Within the last few years there have been significant developments in our understanding of copy number variation (CNV) and its contribution to human genetic variation. It is now apparent that CNVs are both a frequent form of variation throughout the human genome, and are implicated in disease susceptibility [1, 2].
In general, three forms of CNVs can be defined; insertion, deletion and multi-allelic, but accurate and standardised measurement of individual copy numbers is technically challenging. In particular the measurement of multi-allelic CNVs is the most problematic, more specifically those with higher copy numbers, where it is essential that the technical challenges of copy number genotyping are robust for all copy number classes and do not result in the systematic rejection of samples with high copy number. Repeated exclusion of particular genotypes will lead to mis-representation of copy number variation at a particular locus in a given population due to an artificially reduced apparent mean copy number. To define the full variation at a particular copy number variable locus it is critical that these technical challenges are overcome successfully.

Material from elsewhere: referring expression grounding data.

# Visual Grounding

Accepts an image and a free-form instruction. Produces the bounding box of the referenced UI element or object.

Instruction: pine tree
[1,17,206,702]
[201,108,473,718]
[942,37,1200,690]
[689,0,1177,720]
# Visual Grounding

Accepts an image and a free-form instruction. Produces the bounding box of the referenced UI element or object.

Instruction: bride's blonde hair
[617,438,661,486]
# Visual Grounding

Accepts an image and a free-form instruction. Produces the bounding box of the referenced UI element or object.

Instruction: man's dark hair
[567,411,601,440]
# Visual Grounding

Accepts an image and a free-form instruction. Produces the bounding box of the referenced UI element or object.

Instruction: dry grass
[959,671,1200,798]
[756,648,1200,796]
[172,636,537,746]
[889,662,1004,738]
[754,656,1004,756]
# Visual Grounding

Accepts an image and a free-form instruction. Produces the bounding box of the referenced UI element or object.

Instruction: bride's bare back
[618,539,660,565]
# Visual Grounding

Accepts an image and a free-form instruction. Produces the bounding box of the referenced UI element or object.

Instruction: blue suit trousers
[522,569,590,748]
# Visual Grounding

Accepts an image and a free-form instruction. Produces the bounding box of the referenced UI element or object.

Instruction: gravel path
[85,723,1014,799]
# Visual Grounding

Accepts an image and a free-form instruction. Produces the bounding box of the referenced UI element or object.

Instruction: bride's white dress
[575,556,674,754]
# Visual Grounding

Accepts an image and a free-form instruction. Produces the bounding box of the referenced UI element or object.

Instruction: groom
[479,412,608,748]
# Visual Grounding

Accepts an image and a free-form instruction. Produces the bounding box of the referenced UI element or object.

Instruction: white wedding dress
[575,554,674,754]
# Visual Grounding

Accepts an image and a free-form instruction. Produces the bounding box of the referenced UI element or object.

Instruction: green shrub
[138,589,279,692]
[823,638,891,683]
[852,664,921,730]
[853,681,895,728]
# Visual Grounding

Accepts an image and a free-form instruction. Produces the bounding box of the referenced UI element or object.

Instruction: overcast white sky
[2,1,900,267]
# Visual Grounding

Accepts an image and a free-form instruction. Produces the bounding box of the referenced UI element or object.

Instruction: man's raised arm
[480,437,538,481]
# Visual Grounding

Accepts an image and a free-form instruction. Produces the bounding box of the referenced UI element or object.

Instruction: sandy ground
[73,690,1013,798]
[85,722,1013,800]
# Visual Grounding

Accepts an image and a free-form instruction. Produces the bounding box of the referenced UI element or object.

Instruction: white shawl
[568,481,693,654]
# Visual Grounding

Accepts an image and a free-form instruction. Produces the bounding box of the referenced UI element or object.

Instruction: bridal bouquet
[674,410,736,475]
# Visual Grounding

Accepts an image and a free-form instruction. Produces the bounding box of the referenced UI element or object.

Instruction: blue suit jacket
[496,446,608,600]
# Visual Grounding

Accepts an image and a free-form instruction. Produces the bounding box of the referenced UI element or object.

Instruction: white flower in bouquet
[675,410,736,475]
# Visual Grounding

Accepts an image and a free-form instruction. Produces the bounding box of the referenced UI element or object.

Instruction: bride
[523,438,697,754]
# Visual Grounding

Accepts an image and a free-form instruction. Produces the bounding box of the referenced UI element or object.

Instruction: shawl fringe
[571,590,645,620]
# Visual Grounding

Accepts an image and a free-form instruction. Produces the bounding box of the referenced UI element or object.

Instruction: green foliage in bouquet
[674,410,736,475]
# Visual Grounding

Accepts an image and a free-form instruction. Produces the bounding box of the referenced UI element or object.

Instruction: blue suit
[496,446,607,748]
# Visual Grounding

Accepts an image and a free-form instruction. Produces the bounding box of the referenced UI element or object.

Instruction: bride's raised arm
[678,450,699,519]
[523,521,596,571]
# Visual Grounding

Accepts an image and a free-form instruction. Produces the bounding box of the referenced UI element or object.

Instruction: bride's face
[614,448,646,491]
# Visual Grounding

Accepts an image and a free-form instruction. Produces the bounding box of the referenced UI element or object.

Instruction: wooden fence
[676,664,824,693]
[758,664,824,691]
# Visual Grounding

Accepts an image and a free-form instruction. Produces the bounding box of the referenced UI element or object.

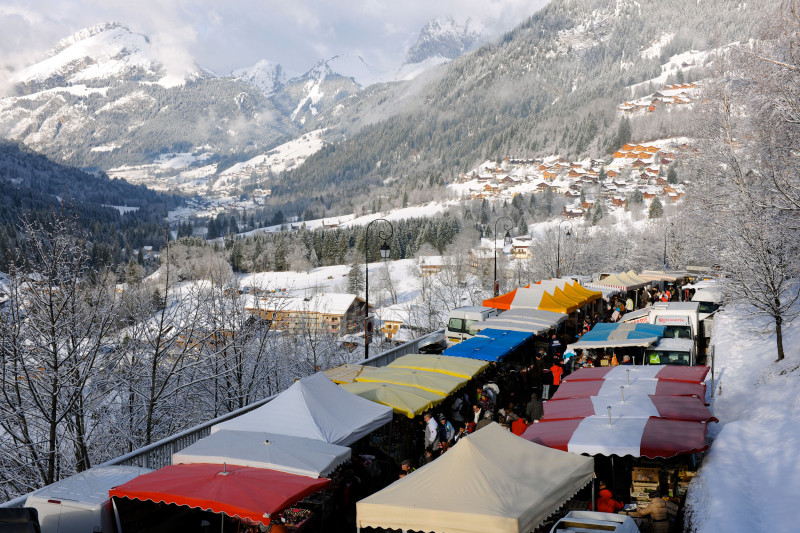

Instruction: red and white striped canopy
[543,395,716,423]
[521,416,710,458]
[552,379,706,400]
[562,365,710,383]
[523,364,713,458]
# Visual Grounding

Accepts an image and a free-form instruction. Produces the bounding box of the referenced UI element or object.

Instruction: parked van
[647,301,708,363]
[549,511,640,533]
[25,465,151,533]
[446,306,499,345]
[645,337,695,366]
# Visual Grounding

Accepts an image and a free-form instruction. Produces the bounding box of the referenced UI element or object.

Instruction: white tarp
[173,430,351,478]
[211,373,393,446]
[356,423,594,533]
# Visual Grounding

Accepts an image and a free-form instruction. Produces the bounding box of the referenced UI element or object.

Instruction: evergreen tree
[649,197,664,219]
[518,217,529,236]
[592,203,604,226]
[667,166,678,184]
[598,167,607,182]
[347,260,365,297]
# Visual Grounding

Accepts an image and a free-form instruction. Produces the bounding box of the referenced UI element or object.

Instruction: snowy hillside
[685,304,800,532]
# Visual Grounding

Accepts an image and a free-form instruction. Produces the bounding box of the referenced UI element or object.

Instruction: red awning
[543,395,717,423]
[109,463,329,526]
[552,379,706,400]
[522,417,710,458]
[563,365,710,383]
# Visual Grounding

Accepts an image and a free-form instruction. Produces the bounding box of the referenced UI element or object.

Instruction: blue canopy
[443,328,533,362]
[571,322,666,349]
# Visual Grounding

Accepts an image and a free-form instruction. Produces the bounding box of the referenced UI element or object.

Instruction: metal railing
[0,329,445,508]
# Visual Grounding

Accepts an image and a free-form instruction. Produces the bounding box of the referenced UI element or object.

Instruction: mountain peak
[404,17,484,65]
[49,22,133,56]
[232,59,286,95]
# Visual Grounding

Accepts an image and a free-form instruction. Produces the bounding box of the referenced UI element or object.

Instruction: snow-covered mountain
[403,17,484,65]
[271,57,363,125]
[232,59,286,95]
[10,22,202,93]
[0,22,295,170]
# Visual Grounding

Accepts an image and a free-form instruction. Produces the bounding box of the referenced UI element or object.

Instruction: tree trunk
[775,314,785,362]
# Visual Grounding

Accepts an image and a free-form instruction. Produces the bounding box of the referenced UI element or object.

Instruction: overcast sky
[0,0,550,78]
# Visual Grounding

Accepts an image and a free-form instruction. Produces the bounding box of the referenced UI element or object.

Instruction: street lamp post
[663,222,674,269]
[556,220,573,278]
[364,218,394,360]
[493,217,513,297]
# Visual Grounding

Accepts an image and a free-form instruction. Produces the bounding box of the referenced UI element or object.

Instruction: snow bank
[685,304,800,532]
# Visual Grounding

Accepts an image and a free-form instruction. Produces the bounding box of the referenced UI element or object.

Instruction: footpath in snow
[685,305,800,532]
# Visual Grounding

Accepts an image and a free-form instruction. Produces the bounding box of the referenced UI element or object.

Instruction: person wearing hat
[438,413,455,444]
[630,490,668,532]
[594,481,624,513]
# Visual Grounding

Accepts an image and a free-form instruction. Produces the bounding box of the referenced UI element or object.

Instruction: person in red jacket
[549,358,564,398]
[595,481,624,513]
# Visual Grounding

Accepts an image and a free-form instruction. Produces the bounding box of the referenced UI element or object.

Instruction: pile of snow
[685,303,800,532]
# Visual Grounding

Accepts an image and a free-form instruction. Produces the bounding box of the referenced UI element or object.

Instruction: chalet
[613,151,626,159]
[606,170,619,178]
[511,238,533,259]
[562,206,583,219]
[643,191,656,200]
[543,171,557,181]
[621,144,635,152]
[632,159,647,169]
[564,189,581,199]
[245,293,367,335]
[668,192,680,203]
[568,169,587,178]
[611,196,627,208]
[419,256,445,276]
[645,146,659,153]
[581,200,595,209]
[537,182,552,191]
[469,248,495,273]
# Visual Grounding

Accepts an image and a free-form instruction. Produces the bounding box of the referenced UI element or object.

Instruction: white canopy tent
[211,373,393,446]
[173,430,351,478]
[356,423,594,533]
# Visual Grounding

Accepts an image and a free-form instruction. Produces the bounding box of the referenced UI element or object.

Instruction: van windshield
[465,319,481,336]
[448,318,464,332]
[646,350,692,366]
[697,301,720,314]
[663,325,692,339]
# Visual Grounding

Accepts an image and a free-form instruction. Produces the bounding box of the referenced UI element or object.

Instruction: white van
[648,301,706,362]
[446,306,499,345]
[25,465,151,533]
[645,337,695,366]
[549,511,640,533]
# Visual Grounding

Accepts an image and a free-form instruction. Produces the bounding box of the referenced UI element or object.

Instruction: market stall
[172,430,351,478]
[443,328,533,362]
[569,322,666,351]
[483,286,579,314]
[323,364,379,384]
[387,353,489,379]
[211,373,393,446]
[340,381,445,418]
[471,308,567,335]
[356,423,594,533]
[353,366,468,396]
[110,463,330,531]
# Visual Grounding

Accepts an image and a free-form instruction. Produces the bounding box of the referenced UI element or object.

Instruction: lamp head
[379,241,391,259]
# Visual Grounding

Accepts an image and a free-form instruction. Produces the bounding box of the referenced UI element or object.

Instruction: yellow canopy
[560,283,590,307]
[389,354,489,379]
[553,286,585,309]
[355,366,469,396]
[538,289,578,314]
[570,281,602,302]
[323,364,379,384]
[341,382,445,418]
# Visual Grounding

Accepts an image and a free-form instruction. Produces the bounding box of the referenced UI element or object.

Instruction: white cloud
[0,0,549,83]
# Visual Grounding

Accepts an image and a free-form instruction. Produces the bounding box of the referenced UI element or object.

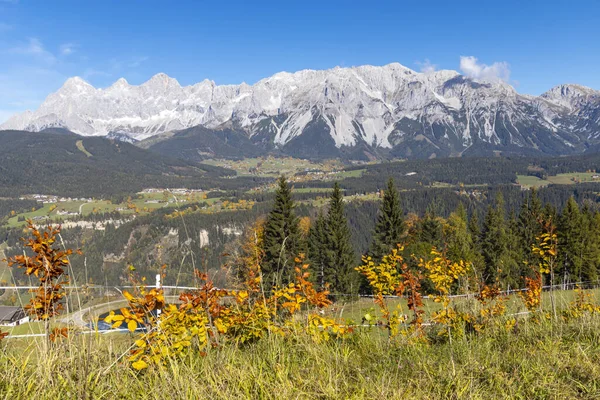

Furthermore, and perhaps most importantly, accurate CNV measurement is essential in the context of case control association studies. Critically, inaccurate copy number measurements can lead to differential bias between cases and controls and result in false positive findings . In SNP based studies differential bias can lead to differences in allele frequency estimates between batches of samples. In the context of CNVs bias can be seen as a systematic shift in the raw measurement around integer values for cases and controls, leading to differential mis-classification of samples by either over- or under-estimation of the integer copy number. Differences in DNA source and quality can cause small changes in the measured copy number distribution of case and control samples . Furthermore, the power to detect disease associations in case control studies is also reduced with inaccurate genotyping of copy number . Thus accurate determination of copy number is limited by the precision of the methodology used, which needs to be robust and replicable to give maximum power and reduce spurious disease associations.
New whole-genome genotyping platforms now incorporate probes to interrogate multiple CNVs , and have begun to yield associations between such variants and disease phenotypes . However, even these methods are sensitive to DNA quality  and are limited in their accuracy to genotype multiallelic loci. The recent report by the Wellcome Trust Case Control Consortium  discusses in detail the potential artefactual influences on copy number determination and demonstrates the potential for reporting spurious associations with CNVs, especially multiallelic regions. To complement whole genome approaches, particularly for complex diseases where effect sizes are likely to be small, locus specific methods are also required for investigating multiallelic CNV loci. Such targeted methods can provide sufficiently accurate data to limit the potential for false positive or negative results as a result of differential bias. Locus specific methods are generally PCR-based, and perhaps the most widely used is Real-Time quantitative PCR, which depends upon the quantification of a copy variable test locus in comparison with an unrelated reference locus . However, differential amplification efficiencies between test and reference loci can generate inaccuracies, particularly for high copy number measurements where the relative difference in ratio between test and reference products is smaller for neighbouring copy number classes. An alternative locus specific method with improved reliability for CNV determination is the paralogue ratio test (PRT) . This method uses a single pairs of primers to amplify specifically two products simultaneously, one from a copy-constant reference locus and the other from the copy variable test locus of interest. The copy number of the test locus is then estimated from the ratio of test to reference products. Recently, the accuracy of the PRT method has been directly compared with a Real-Time quantitative PCR method of copy number measurement for β-defensins and shown to be the more accurate and robust approach . The PRT method has previously been used to successfully analyse both β-defensins and CCL3L1/CCL4L1 copy numbers [10, 11].
The copy variable genes CCL3L1 and CCL4L1 located on chromosome 17q12 lie in a 90 kb repeat unit, neighbouring the paralogous, but copy invariant, genes CCL3 and CCL4 . CCL3L1 and CCL4L1 show 96% sequence similarity at both the nucleotide and protein level with their respective paralogues [13, 14]. All four genes (CCL3, CCL3L1, CCL4 and CCL4L1) encode chemokines, chemotactic cytokines, which play an important role in the immune response by attracting lymphocytes and macrophages to sites of infection and inflammation. Furthermore they are all natural ligands for CCR5, the co-receptor used by HIV-1 for cell entry [15, 16], with CCL3L1 being the most potent . As such there have been a number of association studies focused on CCL3L1 copy number variation and HIV-1 susceptibility [7, 18, 19]. However, the reported associations are under dispute and the accuracy of CCL3L1 measurement is a major factor in the debate [20–23].
Here we report a modification of a previously described PRT method to measure CCL3L1/CCL4L1 copy number making it more efficient, cost effective and convenient. As CCL3L1 and CCL4L1 function as an attractant of inflammatory mediators we have performed three case control studies with autoimmune phenotypes (Crohn's disease, rheumatoid arthritis and psoriasis). We subsequently discuss in detail the accuracy of the PRT methodology used, the precision in CCL3L1/CCL4L1 copy number measurement and highlight the implications of differential bias with copy number variation.